I don't quite get it. Why would any defendant who actually wanted to arbitrate go ahead and litigate for 17 months before filing a motion to compel arbitration? Well, here it is, Martin v. Yasuda (9th Cir 07/21/2016).
Class action plaintiffs are cosmetology students. In case you didn't know, it's standard practice that these students perform a vast number of services for the benefit of their school, for which they are paid nothing. So they sued claiming violation of California statutes and the Fair Labor Standards Act, saying they should have been paid wages, overtime, etc.
Defendants filed a motion to compel arbitration. The trial court said "no," the 9th Circuit affirmed. Why? Defendants waived their right to arbitrate by litigation conduct, which prejudiced the plaintiffs.

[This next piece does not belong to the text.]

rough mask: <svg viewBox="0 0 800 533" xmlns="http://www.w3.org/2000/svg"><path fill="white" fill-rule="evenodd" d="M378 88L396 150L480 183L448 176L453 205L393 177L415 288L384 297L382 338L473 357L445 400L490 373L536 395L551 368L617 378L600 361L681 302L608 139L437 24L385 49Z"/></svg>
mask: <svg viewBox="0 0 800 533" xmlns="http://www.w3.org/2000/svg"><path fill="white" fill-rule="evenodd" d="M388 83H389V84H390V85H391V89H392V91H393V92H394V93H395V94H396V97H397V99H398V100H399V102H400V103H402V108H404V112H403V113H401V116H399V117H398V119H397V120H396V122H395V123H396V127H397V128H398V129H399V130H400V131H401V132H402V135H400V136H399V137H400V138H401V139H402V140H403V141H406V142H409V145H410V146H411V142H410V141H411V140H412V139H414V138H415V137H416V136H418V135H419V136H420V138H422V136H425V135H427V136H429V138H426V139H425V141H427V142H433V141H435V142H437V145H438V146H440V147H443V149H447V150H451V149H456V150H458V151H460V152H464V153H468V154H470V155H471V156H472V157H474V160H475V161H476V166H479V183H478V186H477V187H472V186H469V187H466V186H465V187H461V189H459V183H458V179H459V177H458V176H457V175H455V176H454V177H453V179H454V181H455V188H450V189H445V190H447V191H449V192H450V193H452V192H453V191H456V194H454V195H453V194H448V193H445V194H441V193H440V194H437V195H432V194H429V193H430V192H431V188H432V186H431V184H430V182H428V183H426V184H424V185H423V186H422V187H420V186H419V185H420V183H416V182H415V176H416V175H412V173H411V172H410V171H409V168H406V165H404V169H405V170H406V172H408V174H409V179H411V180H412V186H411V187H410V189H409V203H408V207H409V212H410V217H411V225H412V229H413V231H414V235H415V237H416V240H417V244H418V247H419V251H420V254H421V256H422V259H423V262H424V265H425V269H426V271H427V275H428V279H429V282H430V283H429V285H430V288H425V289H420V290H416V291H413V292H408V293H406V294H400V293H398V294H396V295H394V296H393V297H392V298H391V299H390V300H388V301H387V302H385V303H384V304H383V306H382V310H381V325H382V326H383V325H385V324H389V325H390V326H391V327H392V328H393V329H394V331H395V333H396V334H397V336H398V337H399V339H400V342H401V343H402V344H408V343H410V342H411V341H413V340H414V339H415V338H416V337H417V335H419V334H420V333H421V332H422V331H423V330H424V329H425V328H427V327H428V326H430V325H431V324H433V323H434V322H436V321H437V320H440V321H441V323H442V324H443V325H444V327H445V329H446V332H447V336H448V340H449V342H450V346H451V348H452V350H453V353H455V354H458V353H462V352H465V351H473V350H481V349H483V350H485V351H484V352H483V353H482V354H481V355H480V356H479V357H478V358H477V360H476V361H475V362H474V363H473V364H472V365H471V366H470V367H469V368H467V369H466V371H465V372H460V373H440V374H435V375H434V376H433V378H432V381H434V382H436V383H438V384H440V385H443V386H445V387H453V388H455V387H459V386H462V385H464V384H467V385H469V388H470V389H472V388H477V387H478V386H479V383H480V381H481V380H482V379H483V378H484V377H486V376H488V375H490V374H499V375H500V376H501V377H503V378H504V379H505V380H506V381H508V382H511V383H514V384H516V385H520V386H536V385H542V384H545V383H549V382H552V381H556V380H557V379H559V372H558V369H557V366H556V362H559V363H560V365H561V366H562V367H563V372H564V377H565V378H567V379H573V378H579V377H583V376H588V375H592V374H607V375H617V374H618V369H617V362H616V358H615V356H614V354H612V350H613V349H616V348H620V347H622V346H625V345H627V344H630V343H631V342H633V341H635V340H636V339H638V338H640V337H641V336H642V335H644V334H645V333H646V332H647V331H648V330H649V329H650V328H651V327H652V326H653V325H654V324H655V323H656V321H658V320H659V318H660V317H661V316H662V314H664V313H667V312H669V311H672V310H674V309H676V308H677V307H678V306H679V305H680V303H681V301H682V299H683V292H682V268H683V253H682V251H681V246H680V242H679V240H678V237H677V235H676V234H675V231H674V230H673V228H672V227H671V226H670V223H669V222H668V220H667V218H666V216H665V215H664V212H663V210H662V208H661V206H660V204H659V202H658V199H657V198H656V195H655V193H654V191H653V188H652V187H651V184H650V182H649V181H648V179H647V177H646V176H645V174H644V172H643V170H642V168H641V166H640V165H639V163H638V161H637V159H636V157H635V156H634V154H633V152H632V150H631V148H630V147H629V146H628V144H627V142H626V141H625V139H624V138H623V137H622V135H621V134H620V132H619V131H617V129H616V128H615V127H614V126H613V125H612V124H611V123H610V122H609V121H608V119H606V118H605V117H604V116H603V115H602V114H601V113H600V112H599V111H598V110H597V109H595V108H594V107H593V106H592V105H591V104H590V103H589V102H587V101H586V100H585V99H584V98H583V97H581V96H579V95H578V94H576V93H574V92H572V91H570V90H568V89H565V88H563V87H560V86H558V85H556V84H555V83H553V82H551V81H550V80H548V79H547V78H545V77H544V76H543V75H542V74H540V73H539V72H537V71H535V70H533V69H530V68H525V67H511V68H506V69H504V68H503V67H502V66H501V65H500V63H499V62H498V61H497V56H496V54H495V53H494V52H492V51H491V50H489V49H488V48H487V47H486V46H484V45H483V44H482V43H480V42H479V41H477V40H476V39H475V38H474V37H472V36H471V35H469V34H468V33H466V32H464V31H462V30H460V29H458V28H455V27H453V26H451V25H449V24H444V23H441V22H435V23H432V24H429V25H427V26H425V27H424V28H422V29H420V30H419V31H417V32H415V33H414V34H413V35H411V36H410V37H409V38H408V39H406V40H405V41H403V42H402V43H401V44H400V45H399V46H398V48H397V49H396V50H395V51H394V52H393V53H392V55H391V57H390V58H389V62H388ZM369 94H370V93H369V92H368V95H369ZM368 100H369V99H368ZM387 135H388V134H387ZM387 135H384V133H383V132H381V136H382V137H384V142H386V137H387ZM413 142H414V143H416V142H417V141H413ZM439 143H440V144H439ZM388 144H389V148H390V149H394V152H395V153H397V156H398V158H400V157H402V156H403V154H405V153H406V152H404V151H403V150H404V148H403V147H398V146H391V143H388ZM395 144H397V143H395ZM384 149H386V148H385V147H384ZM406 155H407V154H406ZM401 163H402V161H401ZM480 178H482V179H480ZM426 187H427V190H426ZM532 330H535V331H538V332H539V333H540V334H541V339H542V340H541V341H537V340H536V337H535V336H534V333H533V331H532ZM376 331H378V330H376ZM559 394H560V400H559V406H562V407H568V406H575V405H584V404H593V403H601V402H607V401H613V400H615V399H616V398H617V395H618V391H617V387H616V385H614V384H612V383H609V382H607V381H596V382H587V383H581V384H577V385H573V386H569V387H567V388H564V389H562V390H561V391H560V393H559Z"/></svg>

Here, the defendants engaged in conduct inconsistent with their right to arbitrate. They spent seventeen months litigating the case. This included devoting “considerable time and effort” to a joint stipulation structuring the litigation, filing a motion to dismiss on a key merits issue, entering into a protective order, answering discovery, and preparing for and conducting a deposition. The defendants did not even note their right to arbitration until almost a year into the litigation and did not move to enforce that right until well after that time. Indeed, fourteen months into the litigation, they told the district judge and opposing counsel that they were likely “better off” in federal court. We agree with the district court that the totality of these actions satisfies this element.
Oh, and this was prejudicial to the plaintiffs.
In closing, the 9th Circuit said:
Here, we reject the defendants’ attempt to manipulate the judicial and arbitral systems and to gain an unfair advantage by virtue of their litigation conduct. Accordingly, they have waived their right to compel arbitration.